Wettbewerb · 2 min read · Nov 15, 2025
Spotify behauptet, Apple blockiere wettbewerbswidrig das Update der Spotify-App
Spotify hat behauptet, dass Apple das neueste Update seiner iOS-Musik-Streaming-App blockiert, weil es mit Apple Music konkurriert, berichtet Re/code. Ein an Apples General Counsel Bruce Sewell gesendeter Brief beschuldigte Apple, “Spotify und seinen Kunden schweren Schaden zuzufügen”, als Folge der Ablehnung eines Updates seiner iOS-App. Während Apple nicht öffentlich zu den Gründen für die Ablehnung des Updates Stellung genommen hat, behauptet der Brief von Spotify, das Unternehmen habe “Geschäftsmodellregeln” angeführt und gefordert, dass die App Apples Abrechnungssystem verwendet — was Spotify zwingt, 30 Prozent der Abonnement-Einnahmen an Apple abzugeben — wenn “Spotify die App nutzen möchte, um neue Kunden zu gewinnen und Abonnements zu verkaufen.”

Wir können nicht tatenlos zusehen, wie Apple den Genehmigungsprozess des App Stores als Waffe einsetzt.

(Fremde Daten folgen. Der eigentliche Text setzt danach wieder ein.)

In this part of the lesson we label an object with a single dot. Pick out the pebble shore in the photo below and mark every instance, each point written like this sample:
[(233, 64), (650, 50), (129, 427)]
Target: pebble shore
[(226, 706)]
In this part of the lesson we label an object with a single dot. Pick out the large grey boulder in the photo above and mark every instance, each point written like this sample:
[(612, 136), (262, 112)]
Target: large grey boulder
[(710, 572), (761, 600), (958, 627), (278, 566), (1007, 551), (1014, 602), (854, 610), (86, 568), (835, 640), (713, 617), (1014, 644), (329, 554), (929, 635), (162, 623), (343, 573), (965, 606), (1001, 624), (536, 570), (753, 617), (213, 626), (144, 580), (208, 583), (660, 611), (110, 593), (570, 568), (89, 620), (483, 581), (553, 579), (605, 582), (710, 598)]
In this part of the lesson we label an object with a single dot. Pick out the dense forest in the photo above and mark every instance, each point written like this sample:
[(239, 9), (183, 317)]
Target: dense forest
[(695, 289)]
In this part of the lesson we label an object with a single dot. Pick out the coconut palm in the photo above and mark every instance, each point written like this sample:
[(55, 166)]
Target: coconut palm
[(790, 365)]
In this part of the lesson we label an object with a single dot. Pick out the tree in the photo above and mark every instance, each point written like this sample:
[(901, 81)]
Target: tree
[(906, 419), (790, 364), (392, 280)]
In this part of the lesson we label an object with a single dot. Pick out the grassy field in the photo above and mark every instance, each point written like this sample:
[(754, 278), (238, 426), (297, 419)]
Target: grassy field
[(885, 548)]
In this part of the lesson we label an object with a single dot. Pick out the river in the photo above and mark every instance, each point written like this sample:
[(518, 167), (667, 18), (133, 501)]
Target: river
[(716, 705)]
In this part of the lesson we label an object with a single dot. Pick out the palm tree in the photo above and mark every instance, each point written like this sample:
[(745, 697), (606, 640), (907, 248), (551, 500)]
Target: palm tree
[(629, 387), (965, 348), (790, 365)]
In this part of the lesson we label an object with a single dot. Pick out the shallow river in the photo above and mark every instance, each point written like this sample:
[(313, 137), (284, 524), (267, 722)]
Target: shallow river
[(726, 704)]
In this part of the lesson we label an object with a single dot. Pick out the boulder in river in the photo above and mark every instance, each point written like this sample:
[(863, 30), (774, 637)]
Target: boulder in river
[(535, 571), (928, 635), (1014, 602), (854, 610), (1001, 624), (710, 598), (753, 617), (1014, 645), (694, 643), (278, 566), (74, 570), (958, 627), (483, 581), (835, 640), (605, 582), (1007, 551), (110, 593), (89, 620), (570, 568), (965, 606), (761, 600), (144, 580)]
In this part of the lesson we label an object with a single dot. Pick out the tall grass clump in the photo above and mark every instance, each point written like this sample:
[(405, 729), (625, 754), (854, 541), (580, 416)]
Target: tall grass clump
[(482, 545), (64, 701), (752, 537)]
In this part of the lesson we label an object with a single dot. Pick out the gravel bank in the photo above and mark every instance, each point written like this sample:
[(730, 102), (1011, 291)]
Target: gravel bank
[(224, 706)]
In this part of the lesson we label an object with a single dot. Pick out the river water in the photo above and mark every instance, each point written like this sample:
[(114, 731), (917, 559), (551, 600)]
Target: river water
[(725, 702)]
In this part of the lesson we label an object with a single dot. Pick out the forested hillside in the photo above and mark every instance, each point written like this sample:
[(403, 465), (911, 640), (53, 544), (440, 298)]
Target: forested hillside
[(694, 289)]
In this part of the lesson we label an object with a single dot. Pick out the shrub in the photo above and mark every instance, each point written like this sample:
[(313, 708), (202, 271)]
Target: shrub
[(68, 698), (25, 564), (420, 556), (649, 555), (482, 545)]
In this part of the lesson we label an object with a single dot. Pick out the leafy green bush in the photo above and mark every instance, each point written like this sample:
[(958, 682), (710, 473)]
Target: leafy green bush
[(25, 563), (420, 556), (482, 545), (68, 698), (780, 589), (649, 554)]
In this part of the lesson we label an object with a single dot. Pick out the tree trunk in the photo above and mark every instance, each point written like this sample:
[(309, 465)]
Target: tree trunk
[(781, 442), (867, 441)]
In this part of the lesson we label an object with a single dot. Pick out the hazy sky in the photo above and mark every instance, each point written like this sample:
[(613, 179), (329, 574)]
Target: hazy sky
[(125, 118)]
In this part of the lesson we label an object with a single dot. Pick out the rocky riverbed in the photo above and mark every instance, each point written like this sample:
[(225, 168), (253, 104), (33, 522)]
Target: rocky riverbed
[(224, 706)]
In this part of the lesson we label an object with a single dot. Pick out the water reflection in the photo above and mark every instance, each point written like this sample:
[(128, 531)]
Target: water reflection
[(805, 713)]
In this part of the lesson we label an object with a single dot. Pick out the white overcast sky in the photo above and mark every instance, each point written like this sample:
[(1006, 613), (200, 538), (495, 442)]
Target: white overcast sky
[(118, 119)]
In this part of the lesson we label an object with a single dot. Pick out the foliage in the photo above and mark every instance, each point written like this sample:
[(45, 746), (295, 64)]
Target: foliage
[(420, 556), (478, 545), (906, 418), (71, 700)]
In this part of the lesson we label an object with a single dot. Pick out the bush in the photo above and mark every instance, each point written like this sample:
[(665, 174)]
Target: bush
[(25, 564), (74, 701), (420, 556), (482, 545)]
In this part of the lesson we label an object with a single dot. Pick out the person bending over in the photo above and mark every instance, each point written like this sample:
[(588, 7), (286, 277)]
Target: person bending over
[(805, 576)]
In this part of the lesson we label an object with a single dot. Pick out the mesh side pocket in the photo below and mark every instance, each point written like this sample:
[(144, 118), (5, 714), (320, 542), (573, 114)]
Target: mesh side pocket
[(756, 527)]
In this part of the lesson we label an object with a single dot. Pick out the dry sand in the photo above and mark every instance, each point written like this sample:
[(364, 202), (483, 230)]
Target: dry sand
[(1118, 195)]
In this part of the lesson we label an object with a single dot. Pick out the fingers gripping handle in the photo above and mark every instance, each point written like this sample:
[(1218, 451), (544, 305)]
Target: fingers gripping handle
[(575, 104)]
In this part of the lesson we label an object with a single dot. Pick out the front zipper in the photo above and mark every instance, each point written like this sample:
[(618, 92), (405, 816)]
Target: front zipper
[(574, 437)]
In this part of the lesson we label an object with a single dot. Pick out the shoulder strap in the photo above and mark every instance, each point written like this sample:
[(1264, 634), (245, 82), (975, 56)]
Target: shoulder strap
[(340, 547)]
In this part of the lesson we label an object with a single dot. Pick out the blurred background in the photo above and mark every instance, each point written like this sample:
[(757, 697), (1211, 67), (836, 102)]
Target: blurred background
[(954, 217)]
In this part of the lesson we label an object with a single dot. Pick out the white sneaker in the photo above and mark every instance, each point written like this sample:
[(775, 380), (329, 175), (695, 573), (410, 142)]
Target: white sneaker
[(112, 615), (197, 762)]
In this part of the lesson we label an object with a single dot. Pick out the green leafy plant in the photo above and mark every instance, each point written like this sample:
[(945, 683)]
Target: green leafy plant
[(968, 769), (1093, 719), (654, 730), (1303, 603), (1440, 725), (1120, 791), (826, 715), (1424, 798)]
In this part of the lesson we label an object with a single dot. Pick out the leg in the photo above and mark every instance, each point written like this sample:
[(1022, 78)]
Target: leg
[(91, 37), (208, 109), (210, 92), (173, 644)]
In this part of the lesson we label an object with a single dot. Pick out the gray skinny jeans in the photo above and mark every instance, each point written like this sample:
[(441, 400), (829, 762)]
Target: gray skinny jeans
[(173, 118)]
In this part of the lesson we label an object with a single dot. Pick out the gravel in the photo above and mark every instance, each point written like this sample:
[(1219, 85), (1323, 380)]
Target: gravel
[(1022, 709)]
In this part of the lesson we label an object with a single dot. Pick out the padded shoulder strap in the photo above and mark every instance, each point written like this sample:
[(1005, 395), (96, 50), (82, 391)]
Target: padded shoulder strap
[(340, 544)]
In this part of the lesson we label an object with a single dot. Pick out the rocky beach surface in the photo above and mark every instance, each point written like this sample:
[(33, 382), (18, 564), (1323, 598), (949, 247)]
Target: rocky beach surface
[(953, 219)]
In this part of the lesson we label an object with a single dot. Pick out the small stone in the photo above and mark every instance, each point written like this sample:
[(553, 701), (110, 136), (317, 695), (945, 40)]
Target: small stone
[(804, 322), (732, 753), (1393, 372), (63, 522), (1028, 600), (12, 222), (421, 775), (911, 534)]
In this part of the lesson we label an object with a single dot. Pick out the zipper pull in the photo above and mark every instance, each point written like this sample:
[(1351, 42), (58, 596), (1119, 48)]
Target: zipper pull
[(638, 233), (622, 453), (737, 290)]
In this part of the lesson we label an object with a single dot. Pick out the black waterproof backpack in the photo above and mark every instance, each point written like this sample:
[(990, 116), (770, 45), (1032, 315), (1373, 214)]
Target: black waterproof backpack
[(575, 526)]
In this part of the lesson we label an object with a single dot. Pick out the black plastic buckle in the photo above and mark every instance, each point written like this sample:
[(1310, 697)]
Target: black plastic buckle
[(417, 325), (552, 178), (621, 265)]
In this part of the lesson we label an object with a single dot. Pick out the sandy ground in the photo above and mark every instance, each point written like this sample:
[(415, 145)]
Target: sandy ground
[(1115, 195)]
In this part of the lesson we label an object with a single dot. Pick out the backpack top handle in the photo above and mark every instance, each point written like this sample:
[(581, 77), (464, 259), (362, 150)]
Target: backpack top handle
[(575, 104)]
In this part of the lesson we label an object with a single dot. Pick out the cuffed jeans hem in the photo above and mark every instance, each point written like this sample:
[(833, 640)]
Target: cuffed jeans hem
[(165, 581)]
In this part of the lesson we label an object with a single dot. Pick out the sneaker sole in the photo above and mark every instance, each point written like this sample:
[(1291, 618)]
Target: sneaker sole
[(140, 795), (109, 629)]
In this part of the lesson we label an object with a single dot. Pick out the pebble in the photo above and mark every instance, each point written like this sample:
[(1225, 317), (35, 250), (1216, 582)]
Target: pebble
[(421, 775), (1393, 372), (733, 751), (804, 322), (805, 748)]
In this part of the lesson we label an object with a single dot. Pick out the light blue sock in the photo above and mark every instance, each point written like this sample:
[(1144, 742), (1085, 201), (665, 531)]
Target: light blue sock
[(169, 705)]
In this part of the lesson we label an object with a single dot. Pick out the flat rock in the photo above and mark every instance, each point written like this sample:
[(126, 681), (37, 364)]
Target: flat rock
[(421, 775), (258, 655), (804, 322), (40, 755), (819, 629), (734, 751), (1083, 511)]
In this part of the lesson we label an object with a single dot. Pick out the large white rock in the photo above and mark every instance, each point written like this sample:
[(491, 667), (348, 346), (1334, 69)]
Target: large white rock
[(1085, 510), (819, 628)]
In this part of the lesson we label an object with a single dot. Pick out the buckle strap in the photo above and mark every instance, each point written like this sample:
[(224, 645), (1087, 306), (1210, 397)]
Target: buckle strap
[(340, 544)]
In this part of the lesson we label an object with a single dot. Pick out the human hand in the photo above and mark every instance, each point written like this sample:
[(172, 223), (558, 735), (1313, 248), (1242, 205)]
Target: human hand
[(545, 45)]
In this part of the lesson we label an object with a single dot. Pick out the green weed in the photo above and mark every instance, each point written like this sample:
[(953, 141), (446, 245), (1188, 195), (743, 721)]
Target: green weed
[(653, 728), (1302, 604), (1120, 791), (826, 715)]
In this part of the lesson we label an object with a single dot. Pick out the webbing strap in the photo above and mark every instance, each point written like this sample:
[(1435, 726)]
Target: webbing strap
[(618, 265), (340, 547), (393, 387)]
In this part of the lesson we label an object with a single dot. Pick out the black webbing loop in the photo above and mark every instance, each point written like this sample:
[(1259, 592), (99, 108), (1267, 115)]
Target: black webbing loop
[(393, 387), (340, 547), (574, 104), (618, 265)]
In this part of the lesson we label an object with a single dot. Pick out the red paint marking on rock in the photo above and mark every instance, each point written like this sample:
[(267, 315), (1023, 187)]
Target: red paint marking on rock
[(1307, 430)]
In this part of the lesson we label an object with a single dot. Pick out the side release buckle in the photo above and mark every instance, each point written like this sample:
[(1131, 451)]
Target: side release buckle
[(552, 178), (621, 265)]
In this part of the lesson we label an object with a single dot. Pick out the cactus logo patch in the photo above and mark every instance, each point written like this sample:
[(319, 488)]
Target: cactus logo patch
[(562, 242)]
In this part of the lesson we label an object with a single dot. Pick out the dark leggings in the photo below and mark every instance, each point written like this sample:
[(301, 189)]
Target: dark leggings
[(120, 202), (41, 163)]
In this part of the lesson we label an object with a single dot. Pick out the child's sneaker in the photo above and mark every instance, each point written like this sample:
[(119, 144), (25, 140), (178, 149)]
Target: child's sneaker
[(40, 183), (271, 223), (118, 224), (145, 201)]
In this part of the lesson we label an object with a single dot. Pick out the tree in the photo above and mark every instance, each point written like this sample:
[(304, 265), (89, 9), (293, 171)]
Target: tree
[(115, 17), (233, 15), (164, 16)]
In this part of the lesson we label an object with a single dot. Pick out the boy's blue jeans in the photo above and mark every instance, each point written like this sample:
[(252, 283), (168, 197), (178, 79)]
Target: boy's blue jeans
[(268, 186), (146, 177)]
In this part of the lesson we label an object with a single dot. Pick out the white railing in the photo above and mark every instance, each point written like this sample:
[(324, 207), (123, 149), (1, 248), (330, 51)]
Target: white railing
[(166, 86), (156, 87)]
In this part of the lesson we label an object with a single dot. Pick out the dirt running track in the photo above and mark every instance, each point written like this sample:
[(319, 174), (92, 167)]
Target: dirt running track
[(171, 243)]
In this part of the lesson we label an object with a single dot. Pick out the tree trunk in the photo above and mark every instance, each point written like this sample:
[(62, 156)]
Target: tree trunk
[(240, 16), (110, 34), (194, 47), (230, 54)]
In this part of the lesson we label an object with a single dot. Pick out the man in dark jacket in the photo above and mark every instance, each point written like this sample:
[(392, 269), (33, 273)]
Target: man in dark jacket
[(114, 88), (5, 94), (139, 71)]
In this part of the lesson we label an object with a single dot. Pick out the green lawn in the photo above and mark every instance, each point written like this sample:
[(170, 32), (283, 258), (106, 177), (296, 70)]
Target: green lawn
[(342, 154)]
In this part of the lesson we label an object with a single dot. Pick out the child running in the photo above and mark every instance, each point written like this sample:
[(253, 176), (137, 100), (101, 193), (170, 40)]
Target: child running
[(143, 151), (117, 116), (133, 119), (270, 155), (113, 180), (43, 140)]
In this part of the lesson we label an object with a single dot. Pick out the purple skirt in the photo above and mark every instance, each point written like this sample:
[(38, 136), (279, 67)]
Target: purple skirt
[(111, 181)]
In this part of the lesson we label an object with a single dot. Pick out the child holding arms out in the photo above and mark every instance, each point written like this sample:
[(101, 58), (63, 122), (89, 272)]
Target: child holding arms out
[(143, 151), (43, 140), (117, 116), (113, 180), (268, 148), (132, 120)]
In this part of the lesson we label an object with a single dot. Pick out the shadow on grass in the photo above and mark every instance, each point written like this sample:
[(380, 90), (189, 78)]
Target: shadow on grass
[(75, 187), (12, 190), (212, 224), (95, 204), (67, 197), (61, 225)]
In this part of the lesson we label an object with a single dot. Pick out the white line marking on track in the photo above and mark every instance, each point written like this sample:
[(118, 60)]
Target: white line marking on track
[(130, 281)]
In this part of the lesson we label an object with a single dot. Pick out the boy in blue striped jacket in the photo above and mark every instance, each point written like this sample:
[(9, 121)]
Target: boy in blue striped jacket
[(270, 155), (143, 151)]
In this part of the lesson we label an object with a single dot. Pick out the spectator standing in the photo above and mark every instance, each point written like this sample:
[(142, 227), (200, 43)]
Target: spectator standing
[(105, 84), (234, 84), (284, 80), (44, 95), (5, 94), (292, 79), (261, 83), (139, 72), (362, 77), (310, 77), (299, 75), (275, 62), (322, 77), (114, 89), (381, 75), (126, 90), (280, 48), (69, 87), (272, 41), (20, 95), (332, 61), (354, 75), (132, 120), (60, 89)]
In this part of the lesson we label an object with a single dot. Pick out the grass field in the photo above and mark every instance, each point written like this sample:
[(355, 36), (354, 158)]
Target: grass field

Die Kommentare in Spofitys Brief ähneln einer öffentlichen Erklärung, die das Unternehmen Anfang dieser Woche als Antwort auf die Rede von Senatorin Warren abgegeben hat, in der Apple und andere Technologieriesen beschuldigt wurden, den Wettbewerb auszuschließen. Es scheint, dass Spotify diese letzte Konfrontation nutzen wird, um seinen laufenden Kampf gegen Apples langjährige Regeln für In-App-Abonnements zu stärken, die iOS-Apps entweder dazu verpflichten, das In-App-Kaufsystem zu verwenden, um Abonnements zu verkaufen — und Apple 30 Prozent abzugeben — oder auf externe Kaufmethoden, wie webbasierte Anmeldungen, zurückzugreifen, die nicht mit der iOS-App verknüpft oder sogar innerhalb der iOS-App beworben werden können.
In dem Brief an Sewell erklärte der General Counsel von Spotify, Horacio Gutierrez, dass “Dieses letzte Ereignis ernsthafte Bedenken sowohl nach US-amerikanischem als auch nach EU-Wettbewerbsrecht aufwirft” und “ein besorgniserregendes Verhaltensmuster von Apple fortsetzt, um die Wettbewerbsfähigkeit von Spotify auf iOS und als Rivalen von Apple Music auszuschließen und zu verringern, insbesondere vor dem Hintergrund von Apples früherem wettbewerbswidrigem Verhalten gegenüber Spotify … wir können nicht tatenlos zusehen, wie Apple den Genehmigungsprozess des App Stores als Waffe einsetzt, um Wettbewerber zu schädigen.” Laut dem Bericht scheint Spotify gegen Apples langjährige Abonnementrichtlinie verstoßen zu haben, indem es die In-App-Abonnementoption aus seiner App entfernt hat, nachdem es eine Werbeaktion für Abonnements beworben hatte. Spotify führte Anfang dieses Monats eine Kampagne durch, die neuen Abonnenten die Möglichkeit bot, drei Monate Spotify-Dienst für 0,99 $ über die eigene Website von Spotify zu erhalten, woraufhin Apple drohte, die App aus dem App Store zu entfernen, es sei denn, Spotify hörte auf, die Kampagne innerhalb der App zu bewerben. Spotify kam dieser Aufforderung nach, deaktivierte jedoch auch die In-App-Abonnementkäufe vollständig.
Es ist unklar, ob die abgelehnte Version der Spotify-App einen Hinweis auf die Promotion oder Informationen darüber enthielt, wie man sich außerhalb der App für Spotify anmelden kann.
Apple führte erstmals Anfang 2011 In-App-Abonnements im App Store ein und verlangte zunächst, dass Entwickler alle Abonnements über In-App-Käufe zum gleichen Preis anbieten. Mit anderen Worten, während Entwickler frei waren, Abonnements außerhalb der iOS-App zu verkaufen, war jedes Unternehmen, das dies tat, auch verpflichtet, den Nutzern zu erlauben, diese Abonnements innerhalb der App zu kaufen, und dabei 30 Prozent des Umsatzes aus diesen Abonnements an Apple abzugeben. Darüber hinaus durften Entwickler In-App-Abonnements nicht zu einem höheren Preis verkaufen, als sie anderswo angeboten würden.